Another feature of this language is that it relies on both signs and voice, as the twins were learning ASL as well as English at an early age. The idea was that signs were the grammatical elements, while the voice contained the lexical elements (although this was intentionally leaky). I still want to revisit this idea, although I’m moving on to fully signed conlangs now.
 
I haven’t worked on this language in a long time, and while it has a rather extensive vocabulary (partly because its minimalist aspect means that one word can take on many different meanings, so one word in their language could generate quite a few English equivalents) it isn’t one of my more thought-out languages. But now I want to take a look at it again and see if I can’t do more with it.
 
  
**Hell, my mom often complains that my own siblings and I talk in code, because so much of what we say is a contextual reference to a past shared experience—we quote media we’ve all experienced or make oblique allusions to either events we’ve been privy to, family folklore, or, most infuriating of all, the private universe we used to play pretend with and now make up stories for. She finds it fascinating and maddening.

*Between us Liz and I solved it two minutes into the introduction of the twin characters. Dumb detectives.

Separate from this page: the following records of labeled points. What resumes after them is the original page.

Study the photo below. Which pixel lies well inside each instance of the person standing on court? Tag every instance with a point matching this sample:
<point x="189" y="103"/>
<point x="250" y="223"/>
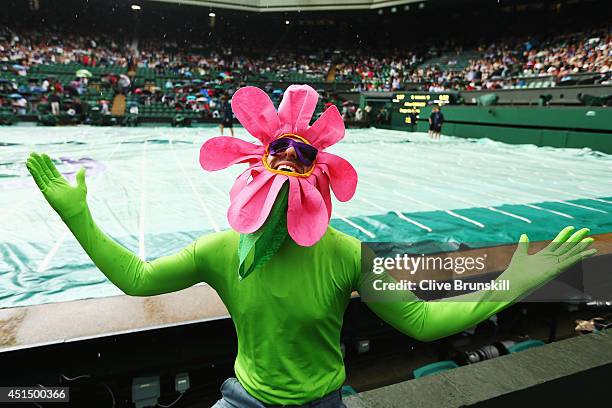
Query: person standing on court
<point x="436" y="120"/>
<point x="227" y="116"/>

[identity profile] tiryn.livejournal.com 2006-06-09 09:19 pm (UTC)(link)
Seriously, the stuff you do amazes me. I'm not sure I quite have this kind of...creativity and dedication to anything. Well, nothing that anyone else would fine interesting. So yeah, awesomeness with the conlanging...is that a verb? O_o And now you'll have the long summer days to do all this crazy-cool stuff. :D

Oh yeah, if you're still coming just let me know. Don't feel obliged or anything. I invite people to these little get-togethers and they never show up (*coughAmyandHeathercough*) so if you're like, "Meh" that's okay. But who can resist the siren call of free food, and Daron's famous peanut chicken at that? XD If you can't find the house here's my number:541-206-2577. Since apparently people have difficulty seeing the house number. Though I can tell you it's the two story white house with the lawn that looks like crap. =P Anyway...yeah.

[identity profile] padparadscha.livejournal.com 2006-06-09 10:02 pm (UTC)(link)
:) Yeah, conlang can be a verb. You'd be surprised what I find interesting, so maybe you can show me some o' yours.

Liz probably won't be showin', but Emily would like to come along. Should be fun! And really, peanut chicken ... I'm so there. (If I can find it, spatial dumbass that I am.)

[identity profile] tiryn.livejournal.com 2006-06-10 04:38 am (UTC)(link)
Heh, well if you get lost just wander around shouting things like "Syntax!" and "Morphophonemics!" seeing as Sheldon and I will be the only people in the area who will know what you're saying. =P

[identity profile] gwalla.livejournal.com 2006-06-10 07:03 am (UTC)(link)
I like that idea of splitting lexical and grammtical elements between modes. Nifty!

[identity profile] http://users.livejournal.com/_wastrel/ 2006-06-12 01:24 pm (UTC)(link)
long-married people may need only a few words to understand each other.

Or a lot of words not to. XD

Two of my close LJ friends who are sisters both told me they used to have a language they'd both made up which they only spoke to each other when they were children. People found it odd. I thought it was rather impressive and pretty darn cool, at that.